Saturday, March 3, 2007

Hillbilly Ingenuity


The following is a story told to me by a friend who also knows the Hillbilly... and hates the Hillbilly.
His story:
A hillbilly was attempting to erect a double-wide trailer on a piece of property. For a person of even limited intelligence, placing a double-wide trailer on a lot is a two- or three-day job; but, for this hillbilly it was a monumental task. The Egyptians did not toil so much on the pyramids as this hillbilly did on his shack.
For months, he lumbered around the site and scratched his bulbous, beard-encrusted head. Yet, still, the shack showed no progress. The trailer stood there limply on a mountain of dirt and tarp.
While most contractors would be concerned with water and electricity and perhaps a viable roadway to the home site, this hillbilly scoffed at such frivolities.
He had a pickup truck. (The hillbilly believes all problems can be solved with either duct tape or a pickup truck.)

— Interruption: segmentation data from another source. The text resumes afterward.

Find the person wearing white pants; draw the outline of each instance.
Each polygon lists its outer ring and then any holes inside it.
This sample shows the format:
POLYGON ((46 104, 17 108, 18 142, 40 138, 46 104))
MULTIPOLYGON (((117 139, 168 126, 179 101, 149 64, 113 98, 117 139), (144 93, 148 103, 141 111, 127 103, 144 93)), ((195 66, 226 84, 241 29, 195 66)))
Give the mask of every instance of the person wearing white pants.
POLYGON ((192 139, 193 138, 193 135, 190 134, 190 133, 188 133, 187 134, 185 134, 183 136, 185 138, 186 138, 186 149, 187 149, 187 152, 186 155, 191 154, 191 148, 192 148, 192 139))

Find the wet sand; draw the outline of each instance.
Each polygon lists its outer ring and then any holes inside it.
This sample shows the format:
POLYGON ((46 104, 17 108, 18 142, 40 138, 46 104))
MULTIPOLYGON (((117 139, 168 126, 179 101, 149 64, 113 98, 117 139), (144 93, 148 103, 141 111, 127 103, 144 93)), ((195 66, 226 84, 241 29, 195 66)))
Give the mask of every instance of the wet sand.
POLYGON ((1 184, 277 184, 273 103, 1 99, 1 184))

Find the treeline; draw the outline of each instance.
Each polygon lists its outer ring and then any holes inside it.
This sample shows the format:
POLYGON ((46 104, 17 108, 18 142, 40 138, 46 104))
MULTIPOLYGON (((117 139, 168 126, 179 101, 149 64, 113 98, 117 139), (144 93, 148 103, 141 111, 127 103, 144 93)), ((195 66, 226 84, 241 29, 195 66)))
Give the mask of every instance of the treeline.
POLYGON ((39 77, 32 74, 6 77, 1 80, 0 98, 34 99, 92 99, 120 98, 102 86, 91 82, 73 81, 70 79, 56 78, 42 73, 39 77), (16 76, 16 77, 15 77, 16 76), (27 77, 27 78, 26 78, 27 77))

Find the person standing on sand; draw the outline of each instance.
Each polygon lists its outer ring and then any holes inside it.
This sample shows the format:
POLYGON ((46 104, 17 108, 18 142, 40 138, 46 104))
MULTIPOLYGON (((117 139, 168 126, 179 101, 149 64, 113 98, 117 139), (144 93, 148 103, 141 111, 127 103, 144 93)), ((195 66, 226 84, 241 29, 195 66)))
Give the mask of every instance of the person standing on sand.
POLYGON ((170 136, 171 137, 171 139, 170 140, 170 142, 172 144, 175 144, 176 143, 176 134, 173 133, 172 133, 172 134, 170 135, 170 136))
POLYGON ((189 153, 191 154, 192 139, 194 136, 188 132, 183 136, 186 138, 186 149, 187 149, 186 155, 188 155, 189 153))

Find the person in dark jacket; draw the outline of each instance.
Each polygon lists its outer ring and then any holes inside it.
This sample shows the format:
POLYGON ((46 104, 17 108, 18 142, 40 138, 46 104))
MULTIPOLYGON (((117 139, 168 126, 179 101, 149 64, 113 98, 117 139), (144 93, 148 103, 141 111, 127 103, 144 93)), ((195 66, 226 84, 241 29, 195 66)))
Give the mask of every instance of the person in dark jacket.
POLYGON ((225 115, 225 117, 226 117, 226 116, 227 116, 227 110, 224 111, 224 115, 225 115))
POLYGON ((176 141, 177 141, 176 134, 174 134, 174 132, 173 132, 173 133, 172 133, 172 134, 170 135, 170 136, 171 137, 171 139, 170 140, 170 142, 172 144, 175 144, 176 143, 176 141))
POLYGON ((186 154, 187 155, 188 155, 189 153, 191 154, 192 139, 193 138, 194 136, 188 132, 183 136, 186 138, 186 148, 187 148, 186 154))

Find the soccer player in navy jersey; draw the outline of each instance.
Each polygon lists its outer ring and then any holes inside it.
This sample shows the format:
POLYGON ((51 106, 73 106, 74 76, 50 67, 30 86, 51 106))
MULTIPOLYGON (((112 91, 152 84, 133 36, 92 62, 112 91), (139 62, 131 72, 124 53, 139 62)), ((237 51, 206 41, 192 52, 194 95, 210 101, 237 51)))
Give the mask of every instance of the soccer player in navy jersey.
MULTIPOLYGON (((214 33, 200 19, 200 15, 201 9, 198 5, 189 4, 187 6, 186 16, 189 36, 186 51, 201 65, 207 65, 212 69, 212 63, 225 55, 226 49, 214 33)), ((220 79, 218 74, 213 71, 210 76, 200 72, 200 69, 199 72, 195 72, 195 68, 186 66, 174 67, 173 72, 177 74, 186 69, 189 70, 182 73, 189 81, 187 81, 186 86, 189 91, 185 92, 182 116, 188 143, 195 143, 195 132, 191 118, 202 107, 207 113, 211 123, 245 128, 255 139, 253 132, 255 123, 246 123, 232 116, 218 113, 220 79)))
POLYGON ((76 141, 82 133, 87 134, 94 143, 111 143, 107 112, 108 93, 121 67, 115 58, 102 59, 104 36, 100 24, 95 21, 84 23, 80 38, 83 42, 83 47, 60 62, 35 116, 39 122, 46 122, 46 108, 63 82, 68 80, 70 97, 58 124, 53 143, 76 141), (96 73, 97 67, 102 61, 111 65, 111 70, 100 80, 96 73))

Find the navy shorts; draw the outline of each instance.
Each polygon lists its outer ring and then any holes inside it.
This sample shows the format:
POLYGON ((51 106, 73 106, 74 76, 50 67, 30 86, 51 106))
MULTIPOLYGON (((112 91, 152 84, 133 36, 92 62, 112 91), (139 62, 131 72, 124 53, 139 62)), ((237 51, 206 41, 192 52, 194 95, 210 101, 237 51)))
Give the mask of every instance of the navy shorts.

He simply drove on a semi-level piece of ground and traveled across for what most civilized human beings would be a front lawn.
Of course, the rudimentary lessons of soil erosion was lost on this hillbilly. (He was probably fornicating with a sibling the day that lesson was discussed in school.) Eventually, the truck and rain reduced the "lane" and the yard into a mud bog.

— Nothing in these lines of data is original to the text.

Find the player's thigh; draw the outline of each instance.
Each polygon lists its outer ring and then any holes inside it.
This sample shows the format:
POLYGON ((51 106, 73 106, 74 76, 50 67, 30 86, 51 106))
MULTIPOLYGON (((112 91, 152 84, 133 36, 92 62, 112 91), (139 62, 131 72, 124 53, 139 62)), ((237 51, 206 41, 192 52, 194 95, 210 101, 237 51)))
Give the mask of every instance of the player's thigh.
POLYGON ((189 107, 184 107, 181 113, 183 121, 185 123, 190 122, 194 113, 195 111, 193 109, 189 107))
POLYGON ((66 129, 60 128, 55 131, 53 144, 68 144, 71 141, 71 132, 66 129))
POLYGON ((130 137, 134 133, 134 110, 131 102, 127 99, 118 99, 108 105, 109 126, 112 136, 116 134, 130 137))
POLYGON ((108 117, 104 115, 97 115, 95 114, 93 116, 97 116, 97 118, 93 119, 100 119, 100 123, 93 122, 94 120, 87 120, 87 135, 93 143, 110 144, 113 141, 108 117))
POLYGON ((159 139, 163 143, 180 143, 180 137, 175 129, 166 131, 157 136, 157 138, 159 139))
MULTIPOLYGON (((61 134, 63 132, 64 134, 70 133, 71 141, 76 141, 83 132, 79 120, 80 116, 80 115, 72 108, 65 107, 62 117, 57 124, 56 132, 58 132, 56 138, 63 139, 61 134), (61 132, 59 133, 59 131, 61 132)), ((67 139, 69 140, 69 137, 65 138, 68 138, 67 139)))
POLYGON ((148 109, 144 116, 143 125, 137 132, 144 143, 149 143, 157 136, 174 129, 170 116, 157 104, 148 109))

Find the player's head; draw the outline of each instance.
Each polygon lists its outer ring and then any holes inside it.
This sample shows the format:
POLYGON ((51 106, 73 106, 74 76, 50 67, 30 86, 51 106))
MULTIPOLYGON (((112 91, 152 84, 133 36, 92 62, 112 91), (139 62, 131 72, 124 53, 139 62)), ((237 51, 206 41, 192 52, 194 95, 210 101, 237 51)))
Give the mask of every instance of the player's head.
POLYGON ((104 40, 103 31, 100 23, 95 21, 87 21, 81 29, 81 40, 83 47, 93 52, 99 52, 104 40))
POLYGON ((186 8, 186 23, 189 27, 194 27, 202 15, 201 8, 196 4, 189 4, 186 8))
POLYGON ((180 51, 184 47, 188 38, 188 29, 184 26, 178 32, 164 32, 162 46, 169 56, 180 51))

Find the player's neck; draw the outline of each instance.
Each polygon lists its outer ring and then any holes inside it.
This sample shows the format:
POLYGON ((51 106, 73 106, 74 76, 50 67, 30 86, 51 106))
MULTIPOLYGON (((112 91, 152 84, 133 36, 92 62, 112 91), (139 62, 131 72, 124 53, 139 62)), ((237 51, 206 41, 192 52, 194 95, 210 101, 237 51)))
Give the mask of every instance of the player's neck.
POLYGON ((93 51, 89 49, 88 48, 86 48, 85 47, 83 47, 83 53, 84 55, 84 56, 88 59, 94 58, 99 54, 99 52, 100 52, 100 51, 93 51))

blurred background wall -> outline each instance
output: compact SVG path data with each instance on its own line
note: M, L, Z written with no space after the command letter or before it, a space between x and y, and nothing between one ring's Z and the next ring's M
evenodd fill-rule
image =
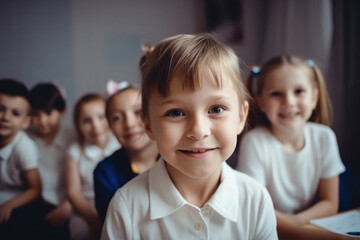
M315 60L334 104L343 161L360 173L357 0L2 0L0 78L57 81L74 102L106 81L140 82L141 44L212 32L249 67L278 54ZM358 174L360 175L360 174ZM360 177L359 177L360 178Z

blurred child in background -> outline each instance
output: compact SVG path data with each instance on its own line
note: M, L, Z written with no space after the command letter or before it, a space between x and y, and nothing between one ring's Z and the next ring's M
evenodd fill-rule
M152 167L158 158L156 144L141 120L138 88L126 86L110 96L106 117L122 148L101 161L94 171L95 204L102 221L115 191Z
M255 99L249 122L255 128L241 140L238 169L270 192L279 238L334 238L302 228L337 213L344 171L319 68L312 60L274 57L253 68L247 87Z
M32 107L29 134L38 146L42 183L44 239L69 239L71 205L66 198L66 152L74 140L73 131L61 125L66 98L56 83L38 83L30 90Z
M38 239L39 154L23 132L30 124L29 92L13 79L0 80L0 238Z
M105 115L99 94L82 96L74 107L77 142L67 156L67 195L75 211L70 218L72 239L97 239L101 222L95 210L93 171L99 161L120 148Z

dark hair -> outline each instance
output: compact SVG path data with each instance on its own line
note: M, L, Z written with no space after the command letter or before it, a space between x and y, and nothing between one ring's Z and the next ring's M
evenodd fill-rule
M12 78L0 79L0 94L25 98L29 102L29 90L20 81Z
M56 109L62 112L66 108L65 97L60 89L51 82L35 85L30 90L29 100L33 110Z

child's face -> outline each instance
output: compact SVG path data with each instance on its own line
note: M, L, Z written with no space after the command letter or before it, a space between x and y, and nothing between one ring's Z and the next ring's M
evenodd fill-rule
M285 65L269 72L257 99L275 131L304 127L316 107L318 91L302 67Z
M190 92L182 90L180 77L172 79L168 97L152 94L146 125L149 135L173 178L216 179L221 163L235 149L247 105L240 107L230 80L224 80L219 89L204 71L202 88Z
M108 117L112 131L125 149L141 151L152 142L141 120L138 90L128 89L114 96Z
M52 136L57 132L64 112L56 109L36 110L31 116L31 124L40 136Z
M109 126L105 117L105 102L84 103L80 114L80 131L88 142L105 147L109 139Z
M9 143L21 129L30 123L29 103L18 96L0 94L0 141Z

The hillbilly was undeterred. He has a pickup truck.
As he drove across the yard, the rusted vehicle bucked like an angry bull. It roared from one mud divot to the next, and then, got stuck mere feet away from the back of the shack--where the hillbilly had plotted placement of the back porch (for more junk storage).
Suddenly, with a belch of blue smoke, the truck lurched from the hole and drifted right under the back door. The engine was blown.
The hillbilly stormed off, angry that the truck was broke, that his porch wouldn't be installed, and that the rain was washing away the soot and sweat he collected on his body over the months.
After a few hours my friend heard the noise of a large vehicle. Maybe a bulldozer. Or a tractor trailer.
To his surprise, it was a huge monster truck followed by a convoy of hillbilly vehicles. There were tattered SUVs, rusted jeeps, and a few muffler-deficient cars.
Now. If you ever see a hillbilly parade of old jalopies led by a monster truck, I want you just to sit back and enjoy the show. Because there will be a show.
One hillbilly jumped from his jalopy and climbed in the stricken truck.
Of course, my friend thought the vehicle was about to be towed.
But, there was no sign of a tow rope or chain.
Instead, with a burst of angry acceleration, the monster truck surged into the broken down vehicle and with an immense "bang!" sent the truck hurtling across the back yard. Then, the monster truck hit him again! And again!
You could see the neck of the driver snap with each smack.
One last smack and the truck rolled dumbly into the front yard.
The hillbillies gathered around the truck and watched as the driver climbed out of the truck, rubbing his soar neck.
They smiled, admiring their hillbilly ingenuity.